Hailing from Minnesota may have helped Flim nail Question #10, as well. He was the only one of the three winners to correctly predict that Florida wide receiver Percy Harvin would land with the Minnesota Vikings. Overall, that was one of the easier questions for our pool of contestants as a whole, as 26.2% of the entries got it right.
The easiest question in the contest proved to be #12, which asked entrants to predict the first position, other than offensive tackle, that would have three players drafted. When Washington took Texas defensive end Brian Orakpo with pick 13, that position became the answer to the question. Of the 823 entrants, 582 saw that one coming, a success rate of 70.7%.
The question with the second highest number of correct predictions was #15, regarding which player the New Orleans Saints would draft in the first round. That one was correctly answered – again, Jenkins – by 390 entrants, or 47.4%. Running third was Question #16, which asked for a prediction of the position the Panthers would draft with their first overall pick. All three of our winners got that one right, as did 351 other entrants, for a success rate of 42.6%.
The hardest question in the bunch proved to be the second one on the list: Which player will go one pick before the Bucs' first overall pick? The level of difficulty likely increased for entrants when the Buccaneers traded up two spots to pick 17 and were thus following the San Diego Chargers. In addition, not many analysts had predicted the Chargers would take pass-rushing defensive end Larry English. Only 16 of our 823 entrants, or a meager 1.9%, got that one right.
The second toughest question was also near the top of the quiz, as #4 asked contestants to predict the first team to trade down once the draft began. There was some agreement on which team would move up – 144 entries listed the Jets – but only 38 entries matched them with the Cleveland Browns at pick five. That's a success rate of 4.6%.

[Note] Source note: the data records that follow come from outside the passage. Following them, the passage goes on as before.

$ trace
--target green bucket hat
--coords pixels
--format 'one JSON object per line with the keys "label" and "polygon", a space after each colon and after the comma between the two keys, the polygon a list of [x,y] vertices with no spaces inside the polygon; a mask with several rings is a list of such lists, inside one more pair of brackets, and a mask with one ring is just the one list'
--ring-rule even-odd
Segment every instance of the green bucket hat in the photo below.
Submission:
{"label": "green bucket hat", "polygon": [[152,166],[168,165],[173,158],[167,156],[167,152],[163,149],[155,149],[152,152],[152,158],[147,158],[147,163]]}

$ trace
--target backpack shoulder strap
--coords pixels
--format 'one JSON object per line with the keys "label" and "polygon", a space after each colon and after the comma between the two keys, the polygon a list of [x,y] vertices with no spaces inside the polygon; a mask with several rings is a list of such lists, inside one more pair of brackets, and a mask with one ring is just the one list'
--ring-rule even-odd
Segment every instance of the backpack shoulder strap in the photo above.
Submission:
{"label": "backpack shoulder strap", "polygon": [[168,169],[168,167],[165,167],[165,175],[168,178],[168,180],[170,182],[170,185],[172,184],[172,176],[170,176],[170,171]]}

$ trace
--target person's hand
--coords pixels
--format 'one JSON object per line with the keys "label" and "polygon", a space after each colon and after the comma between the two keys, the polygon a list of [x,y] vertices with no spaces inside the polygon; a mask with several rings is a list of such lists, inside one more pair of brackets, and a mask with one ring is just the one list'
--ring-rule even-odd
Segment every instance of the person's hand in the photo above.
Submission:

As always, the Twenty Questions contest was simple to play but difficult to get right. That's not surprising; review some of the mock drafts that were posted before the actual picks were made, and you'll find that it's quite hard to predict anything that is going to happen on draft weekend. Buccaneers.com would like to congratulate this year's winners on their draft acumen, and thank all of those who took time to enter the contest. Good luck next year!